A vederla brutalmente, qualsiasi incarico per un condannato per omicidio ha ben poco di condivisibile. E in più, nel caso di Sofri, somiglierebbe alla classica “figurina” che talvolta i politici amano inserire nelle loro squadre più per assecondare determinate logiche di comunicazione che per reale convinzione. Piuttosto, sarebbe saggio puntare su qualcuno dei volontari o dei professionisti che da anni si impegnano lontani dai riflettori per migliorare le condizioni di vita della popolazione carceraria. Tuttavia, piaccia o no, Sofri non è un condannato come altri. Perché, al di là di tutto, resta uno degli intellettuali di riferimento del panorama italiano e perché in un Paese in cui chi fa parte della classe dirigente trova sempre una strada per farla franca, il modo con cui ha scontato la condanna per l’omicidio del commissario Calabresi gli fa comunque onore. Anche perché, la sentenza che lo ha mandato in carcere per un delitto di cui continua a proclamarsi innocente, è arrivata al termine di una vicenda processuale per tanti versi discutibile.

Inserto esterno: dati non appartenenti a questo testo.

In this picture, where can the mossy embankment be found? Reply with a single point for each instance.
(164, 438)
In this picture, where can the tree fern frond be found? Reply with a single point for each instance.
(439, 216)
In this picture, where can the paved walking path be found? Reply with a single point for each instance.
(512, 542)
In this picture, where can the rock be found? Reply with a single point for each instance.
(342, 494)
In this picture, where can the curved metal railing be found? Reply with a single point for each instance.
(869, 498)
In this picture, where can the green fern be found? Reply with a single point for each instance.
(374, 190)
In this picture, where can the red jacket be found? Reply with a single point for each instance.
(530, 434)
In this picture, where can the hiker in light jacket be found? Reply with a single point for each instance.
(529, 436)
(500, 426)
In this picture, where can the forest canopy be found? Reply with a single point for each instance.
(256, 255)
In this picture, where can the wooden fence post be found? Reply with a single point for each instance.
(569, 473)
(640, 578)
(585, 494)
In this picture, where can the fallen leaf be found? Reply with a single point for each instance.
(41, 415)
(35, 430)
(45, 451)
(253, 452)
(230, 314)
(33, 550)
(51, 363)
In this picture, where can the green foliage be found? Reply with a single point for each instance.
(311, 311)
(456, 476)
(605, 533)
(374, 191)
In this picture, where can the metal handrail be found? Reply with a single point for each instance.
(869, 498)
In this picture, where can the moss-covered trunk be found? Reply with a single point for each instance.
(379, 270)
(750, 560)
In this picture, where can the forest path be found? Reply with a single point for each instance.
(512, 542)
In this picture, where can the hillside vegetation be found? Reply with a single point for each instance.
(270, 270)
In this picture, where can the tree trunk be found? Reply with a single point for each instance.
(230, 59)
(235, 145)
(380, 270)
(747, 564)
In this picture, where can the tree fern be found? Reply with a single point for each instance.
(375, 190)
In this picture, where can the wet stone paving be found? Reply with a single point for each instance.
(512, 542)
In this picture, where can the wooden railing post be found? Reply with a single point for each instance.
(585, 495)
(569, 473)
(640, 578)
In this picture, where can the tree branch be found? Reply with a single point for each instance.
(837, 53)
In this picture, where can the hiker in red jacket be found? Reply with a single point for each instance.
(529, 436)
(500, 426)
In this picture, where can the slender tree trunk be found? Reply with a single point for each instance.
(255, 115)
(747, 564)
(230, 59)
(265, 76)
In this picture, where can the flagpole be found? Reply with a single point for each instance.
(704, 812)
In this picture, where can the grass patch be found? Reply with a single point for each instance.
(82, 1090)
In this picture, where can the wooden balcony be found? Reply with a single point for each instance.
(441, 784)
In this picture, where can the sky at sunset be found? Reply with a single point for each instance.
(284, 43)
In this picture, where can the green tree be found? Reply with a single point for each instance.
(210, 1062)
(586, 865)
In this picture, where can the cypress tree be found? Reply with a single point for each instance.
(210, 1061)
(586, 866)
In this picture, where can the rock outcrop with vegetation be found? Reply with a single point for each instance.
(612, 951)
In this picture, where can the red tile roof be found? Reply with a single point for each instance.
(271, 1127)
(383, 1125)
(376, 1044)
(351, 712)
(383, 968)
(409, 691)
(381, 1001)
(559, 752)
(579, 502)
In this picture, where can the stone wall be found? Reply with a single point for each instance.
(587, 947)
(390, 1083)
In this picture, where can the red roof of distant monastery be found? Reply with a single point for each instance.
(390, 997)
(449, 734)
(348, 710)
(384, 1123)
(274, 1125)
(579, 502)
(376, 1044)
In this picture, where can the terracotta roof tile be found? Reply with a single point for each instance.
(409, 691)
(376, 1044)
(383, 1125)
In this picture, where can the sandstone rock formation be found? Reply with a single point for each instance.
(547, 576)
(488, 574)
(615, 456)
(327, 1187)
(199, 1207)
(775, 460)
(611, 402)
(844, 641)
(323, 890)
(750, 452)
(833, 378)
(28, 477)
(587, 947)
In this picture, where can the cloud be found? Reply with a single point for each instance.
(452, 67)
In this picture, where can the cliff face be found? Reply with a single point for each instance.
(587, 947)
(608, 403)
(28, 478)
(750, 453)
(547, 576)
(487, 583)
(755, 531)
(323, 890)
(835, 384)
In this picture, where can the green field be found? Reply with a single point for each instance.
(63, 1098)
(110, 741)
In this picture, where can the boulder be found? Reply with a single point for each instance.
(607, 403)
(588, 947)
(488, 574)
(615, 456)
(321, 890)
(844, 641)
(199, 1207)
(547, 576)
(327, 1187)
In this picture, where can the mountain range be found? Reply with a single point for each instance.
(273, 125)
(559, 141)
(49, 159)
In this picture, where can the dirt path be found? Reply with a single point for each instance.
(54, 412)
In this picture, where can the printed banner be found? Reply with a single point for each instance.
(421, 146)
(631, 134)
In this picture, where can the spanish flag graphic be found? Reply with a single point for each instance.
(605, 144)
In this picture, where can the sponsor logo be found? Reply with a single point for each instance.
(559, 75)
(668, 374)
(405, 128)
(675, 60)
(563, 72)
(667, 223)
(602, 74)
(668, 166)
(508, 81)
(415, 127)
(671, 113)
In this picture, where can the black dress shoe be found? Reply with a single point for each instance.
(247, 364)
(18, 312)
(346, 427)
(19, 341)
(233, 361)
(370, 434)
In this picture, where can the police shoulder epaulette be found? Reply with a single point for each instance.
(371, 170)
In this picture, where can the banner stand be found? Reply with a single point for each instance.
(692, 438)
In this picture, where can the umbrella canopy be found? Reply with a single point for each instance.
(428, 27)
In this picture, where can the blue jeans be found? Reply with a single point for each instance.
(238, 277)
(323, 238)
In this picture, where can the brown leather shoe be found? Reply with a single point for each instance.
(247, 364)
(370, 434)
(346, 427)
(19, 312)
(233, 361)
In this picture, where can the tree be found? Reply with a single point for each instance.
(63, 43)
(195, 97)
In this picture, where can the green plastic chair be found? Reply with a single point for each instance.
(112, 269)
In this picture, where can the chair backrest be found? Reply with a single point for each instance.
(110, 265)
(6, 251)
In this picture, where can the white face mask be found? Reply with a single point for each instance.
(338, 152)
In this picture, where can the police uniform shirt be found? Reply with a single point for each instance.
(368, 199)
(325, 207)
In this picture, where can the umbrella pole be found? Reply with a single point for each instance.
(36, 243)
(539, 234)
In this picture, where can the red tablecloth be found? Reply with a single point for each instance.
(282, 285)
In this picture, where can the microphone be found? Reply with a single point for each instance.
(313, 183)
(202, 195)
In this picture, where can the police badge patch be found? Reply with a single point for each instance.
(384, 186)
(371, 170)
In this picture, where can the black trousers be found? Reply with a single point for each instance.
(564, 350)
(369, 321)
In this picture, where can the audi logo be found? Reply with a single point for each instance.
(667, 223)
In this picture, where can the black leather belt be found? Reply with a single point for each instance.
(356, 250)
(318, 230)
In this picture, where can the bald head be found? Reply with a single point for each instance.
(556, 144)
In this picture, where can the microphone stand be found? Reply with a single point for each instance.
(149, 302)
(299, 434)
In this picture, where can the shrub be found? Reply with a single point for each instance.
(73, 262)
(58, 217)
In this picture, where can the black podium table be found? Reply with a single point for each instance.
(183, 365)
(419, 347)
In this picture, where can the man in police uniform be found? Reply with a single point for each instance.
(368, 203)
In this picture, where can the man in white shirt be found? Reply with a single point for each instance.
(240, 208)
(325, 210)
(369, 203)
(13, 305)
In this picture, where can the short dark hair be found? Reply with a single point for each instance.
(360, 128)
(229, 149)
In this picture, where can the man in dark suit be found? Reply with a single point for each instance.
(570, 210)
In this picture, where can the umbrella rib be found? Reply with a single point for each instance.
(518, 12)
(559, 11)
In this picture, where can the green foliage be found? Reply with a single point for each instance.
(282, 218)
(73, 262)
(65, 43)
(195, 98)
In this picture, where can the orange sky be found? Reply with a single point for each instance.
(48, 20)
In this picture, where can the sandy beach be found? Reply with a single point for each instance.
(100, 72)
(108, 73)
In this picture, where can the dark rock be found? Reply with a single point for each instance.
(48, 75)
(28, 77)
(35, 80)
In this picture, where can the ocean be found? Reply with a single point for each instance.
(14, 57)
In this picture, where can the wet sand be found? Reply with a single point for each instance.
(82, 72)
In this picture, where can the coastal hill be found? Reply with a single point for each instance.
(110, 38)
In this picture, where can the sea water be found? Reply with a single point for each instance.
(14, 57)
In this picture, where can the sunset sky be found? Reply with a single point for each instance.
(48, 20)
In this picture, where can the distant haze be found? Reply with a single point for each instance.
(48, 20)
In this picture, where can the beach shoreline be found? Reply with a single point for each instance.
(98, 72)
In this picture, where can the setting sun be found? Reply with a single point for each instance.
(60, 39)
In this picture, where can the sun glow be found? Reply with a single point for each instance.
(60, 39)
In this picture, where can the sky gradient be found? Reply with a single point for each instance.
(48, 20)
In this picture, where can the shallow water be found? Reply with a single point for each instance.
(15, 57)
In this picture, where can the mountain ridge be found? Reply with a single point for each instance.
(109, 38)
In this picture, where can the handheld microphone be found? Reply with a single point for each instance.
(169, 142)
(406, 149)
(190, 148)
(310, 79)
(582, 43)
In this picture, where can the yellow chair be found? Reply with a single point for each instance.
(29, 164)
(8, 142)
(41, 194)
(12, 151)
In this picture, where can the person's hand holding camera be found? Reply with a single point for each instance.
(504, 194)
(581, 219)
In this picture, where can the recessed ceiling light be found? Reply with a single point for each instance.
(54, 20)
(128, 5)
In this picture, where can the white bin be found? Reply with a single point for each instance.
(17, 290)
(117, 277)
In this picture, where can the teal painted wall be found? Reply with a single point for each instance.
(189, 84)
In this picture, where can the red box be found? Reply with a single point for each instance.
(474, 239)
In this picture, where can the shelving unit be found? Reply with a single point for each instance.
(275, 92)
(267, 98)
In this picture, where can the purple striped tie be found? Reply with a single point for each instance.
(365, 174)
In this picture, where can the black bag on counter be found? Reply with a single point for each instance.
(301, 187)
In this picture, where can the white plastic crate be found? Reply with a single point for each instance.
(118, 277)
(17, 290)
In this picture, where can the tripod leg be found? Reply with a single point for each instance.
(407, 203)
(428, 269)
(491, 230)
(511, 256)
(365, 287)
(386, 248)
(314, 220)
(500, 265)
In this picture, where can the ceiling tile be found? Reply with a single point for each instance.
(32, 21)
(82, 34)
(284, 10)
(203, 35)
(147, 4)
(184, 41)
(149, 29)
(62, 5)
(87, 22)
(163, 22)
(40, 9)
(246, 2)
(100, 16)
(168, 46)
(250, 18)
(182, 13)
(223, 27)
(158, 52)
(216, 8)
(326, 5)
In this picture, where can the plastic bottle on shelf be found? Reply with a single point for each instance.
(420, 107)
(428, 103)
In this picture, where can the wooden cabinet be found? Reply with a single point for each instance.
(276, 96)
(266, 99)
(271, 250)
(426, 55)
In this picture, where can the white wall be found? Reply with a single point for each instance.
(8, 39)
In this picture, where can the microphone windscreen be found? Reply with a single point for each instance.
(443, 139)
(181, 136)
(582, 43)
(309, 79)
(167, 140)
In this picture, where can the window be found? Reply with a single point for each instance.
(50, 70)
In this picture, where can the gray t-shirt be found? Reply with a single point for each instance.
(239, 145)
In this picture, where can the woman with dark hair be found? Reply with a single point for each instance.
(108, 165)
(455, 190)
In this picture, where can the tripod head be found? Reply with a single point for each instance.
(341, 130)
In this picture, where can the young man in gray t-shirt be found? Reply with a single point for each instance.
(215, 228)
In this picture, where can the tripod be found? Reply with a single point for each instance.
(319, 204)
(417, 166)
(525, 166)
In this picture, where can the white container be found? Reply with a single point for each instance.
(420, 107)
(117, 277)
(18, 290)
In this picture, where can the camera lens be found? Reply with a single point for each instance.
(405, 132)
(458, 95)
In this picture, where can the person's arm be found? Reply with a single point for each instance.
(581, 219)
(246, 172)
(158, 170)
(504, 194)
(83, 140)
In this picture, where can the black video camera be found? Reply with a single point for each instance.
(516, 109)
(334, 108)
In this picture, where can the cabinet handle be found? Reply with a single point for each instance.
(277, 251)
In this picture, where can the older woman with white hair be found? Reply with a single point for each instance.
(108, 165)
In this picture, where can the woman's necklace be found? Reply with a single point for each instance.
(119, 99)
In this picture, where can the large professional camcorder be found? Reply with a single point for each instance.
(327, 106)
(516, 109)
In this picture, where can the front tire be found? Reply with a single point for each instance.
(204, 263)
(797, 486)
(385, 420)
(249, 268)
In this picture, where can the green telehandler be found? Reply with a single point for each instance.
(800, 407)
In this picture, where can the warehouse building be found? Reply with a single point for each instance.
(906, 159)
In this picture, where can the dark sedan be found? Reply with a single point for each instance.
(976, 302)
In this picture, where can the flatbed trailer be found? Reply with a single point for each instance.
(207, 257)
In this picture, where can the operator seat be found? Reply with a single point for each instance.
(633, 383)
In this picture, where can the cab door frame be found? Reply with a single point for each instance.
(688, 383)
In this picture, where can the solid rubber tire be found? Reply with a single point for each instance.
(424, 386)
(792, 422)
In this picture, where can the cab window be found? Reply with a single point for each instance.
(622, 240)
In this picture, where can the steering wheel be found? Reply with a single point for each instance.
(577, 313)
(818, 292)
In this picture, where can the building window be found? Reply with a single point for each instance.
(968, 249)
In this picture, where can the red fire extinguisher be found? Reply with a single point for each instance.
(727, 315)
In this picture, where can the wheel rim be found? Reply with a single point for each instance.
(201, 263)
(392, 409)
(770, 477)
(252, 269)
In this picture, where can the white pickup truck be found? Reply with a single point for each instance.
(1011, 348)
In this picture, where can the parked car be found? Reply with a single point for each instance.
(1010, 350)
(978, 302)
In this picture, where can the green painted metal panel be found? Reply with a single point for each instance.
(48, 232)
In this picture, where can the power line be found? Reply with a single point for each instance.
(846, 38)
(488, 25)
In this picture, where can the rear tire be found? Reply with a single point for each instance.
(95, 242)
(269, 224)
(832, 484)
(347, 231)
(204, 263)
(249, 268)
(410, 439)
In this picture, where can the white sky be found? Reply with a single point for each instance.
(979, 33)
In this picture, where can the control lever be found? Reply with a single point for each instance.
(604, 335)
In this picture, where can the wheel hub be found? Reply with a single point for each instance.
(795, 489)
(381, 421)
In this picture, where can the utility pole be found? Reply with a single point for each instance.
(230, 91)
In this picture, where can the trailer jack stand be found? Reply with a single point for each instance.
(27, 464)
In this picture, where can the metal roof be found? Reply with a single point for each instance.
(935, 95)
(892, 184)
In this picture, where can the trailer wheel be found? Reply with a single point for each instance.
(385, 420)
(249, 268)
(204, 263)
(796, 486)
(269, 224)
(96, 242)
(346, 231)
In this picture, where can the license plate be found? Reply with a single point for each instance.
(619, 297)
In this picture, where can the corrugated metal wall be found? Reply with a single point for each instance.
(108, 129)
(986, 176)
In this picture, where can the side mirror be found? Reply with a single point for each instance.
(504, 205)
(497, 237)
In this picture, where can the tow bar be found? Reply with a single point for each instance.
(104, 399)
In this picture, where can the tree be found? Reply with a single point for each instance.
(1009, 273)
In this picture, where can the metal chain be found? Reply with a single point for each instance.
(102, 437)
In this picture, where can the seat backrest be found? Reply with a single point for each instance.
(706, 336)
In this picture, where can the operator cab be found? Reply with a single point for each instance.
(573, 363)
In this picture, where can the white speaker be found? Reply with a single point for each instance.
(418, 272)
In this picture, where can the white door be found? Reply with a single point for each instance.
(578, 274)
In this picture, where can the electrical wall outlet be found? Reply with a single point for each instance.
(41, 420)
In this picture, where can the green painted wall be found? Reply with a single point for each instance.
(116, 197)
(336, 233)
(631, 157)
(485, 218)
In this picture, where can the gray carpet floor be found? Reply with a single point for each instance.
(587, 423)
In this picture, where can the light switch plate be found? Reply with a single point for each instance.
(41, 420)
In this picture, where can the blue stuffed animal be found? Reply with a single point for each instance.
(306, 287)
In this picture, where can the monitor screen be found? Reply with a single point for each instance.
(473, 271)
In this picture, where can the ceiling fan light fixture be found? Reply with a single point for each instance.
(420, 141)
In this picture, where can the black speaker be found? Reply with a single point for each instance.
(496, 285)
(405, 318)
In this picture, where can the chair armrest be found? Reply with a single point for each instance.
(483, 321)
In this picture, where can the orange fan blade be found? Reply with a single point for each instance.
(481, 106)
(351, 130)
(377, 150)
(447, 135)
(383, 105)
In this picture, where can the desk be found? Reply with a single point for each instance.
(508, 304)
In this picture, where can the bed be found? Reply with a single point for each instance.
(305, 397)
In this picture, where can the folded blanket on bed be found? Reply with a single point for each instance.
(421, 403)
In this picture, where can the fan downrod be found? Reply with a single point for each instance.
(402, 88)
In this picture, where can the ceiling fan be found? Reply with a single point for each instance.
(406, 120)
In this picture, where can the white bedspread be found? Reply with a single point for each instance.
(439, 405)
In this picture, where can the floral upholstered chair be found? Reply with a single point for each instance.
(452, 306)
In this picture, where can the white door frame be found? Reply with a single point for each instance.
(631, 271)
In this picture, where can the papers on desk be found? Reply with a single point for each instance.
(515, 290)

A Sofri, tutt’al più, si potrebbe obiettare qualcos’altro. Ritengo infatti che il fondatore di Lotta Continua non abbia mai voluto raccontare tutto quello che sa su una delle stagioni più controverse della storia italiana. Probabilmente per proteggere se stesso. O più probabilmente per tutelare qualcun altro, magari un amico. In qualche modo lo ha già fatto con Mauro Rostagno, venendo a seguire a Trapani gran parte delle udienze che hanno caratterizzato il processo conclusosi lo scorso anno con le condanne di Vincenzo Virga e Vito Mazzara. Si è stretto intorno alla sua memoria e alla sua famiglia, portando anche tra le pagine dei quotidiani nazionali il racconto di un pezzo di storia del nostro territorio. Una scelta che forse spiega Sofri molto più di tanti articoli. Come la tenerezza che vidi quel giorno sul suo viso all’aeroporto di Pisa. Tuttavia, da inguaribile amante della verità, mi auguro che prima o poi possa decidersi davvero a raccontare quello che finora ha tenuto per sé. Sarebbe questo, probabilmente, il più grande contributo da offrire alla Storia e alla Giustizia italiana.